In an editorial in the BMJ in 1993 Evans explained why “motor vehicle crash” is an appropriate expression but “motor vehicle accident” is not: “The word crash indicates in a simple factual way what is observed, while accident seems to suggest in addition a general explanation of why it occurred without any evidence to support such an explanation.”4
https://www.bmj.com/content/322/7298/1320
I'm not proposing STW does the same as most of my bike crashes are accidental (meaning unintentional if not exactly unpredictable).

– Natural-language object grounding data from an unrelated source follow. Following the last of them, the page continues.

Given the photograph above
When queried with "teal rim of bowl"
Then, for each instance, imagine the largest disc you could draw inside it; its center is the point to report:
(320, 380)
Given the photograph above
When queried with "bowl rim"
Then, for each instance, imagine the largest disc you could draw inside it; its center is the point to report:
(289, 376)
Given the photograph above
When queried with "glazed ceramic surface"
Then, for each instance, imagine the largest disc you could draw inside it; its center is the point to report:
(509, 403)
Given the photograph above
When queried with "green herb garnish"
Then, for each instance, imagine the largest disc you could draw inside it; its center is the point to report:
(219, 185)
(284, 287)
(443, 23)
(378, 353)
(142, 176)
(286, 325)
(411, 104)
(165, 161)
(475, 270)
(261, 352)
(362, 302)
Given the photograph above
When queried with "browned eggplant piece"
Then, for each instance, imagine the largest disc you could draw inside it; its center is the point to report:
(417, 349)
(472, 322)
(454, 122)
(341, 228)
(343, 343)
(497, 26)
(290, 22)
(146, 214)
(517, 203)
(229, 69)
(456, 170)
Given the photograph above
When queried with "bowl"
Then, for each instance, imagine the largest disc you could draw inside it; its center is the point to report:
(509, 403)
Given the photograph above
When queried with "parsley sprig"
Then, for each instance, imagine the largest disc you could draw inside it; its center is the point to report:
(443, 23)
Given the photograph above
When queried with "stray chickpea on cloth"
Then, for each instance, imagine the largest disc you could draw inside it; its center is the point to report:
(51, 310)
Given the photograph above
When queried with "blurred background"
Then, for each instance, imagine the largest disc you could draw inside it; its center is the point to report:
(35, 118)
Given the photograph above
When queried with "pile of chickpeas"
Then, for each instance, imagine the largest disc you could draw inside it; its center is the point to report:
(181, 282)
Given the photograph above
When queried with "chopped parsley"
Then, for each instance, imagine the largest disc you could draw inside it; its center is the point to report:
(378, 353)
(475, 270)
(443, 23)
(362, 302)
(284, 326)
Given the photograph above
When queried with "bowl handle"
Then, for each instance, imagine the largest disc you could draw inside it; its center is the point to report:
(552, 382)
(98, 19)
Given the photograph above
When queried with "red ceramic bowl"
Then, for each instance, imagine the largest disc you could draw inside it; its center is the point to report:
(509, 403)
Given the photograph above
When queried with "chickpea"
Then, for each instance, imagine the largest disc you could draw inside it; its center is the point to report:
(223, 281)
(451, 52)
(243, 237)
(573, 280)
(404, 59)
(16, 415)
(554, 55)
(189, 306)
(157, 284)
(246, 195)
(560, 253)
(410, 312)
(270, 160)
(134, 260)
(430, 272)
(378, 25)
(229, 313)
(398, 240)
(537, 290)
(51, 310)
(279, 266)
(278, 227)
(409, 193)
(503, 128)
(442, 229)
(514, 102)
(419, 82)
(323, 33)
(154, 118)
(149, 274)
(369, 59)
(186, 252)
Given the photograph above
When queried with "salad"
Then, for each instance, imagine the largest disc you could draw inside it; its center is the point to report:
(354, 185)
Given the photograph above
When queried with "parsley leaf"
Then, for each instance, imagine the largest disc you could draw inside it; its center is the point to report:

as most of my bike crashes are accidental
That's rather double standards.
Most car crashes are not intended, even if the cause could be considered predictable and preventable.
All of your bike crashes (and mine) are exactly same.😂
Oftentimes whilst archaic English, is mainly a creeping Americanism which I hear a lot and which I find annoying.*
See, the thing with ‘Americanisms’ is that they’re sometimes old English dating back to the 16-17th centuries that the early English settlers took with them and kept, whereas we adopted spellings from France, Germany and other cultures.
*Americans, and Canadians, get annoyed at ‘Englishisms’ that start creeping into their cultures. Get over yourself.
Oftentimes whilst archaic English, is mainly a creeping Americanism which I hear a lot and which I find annoying.*
See, the thing with ‘Americanisms’ is that they’re sometimes old English dating back to the 16-17th centuries that the early English settlers took with them and kept, whereas we adopted spellings from France, Germany and other cultures.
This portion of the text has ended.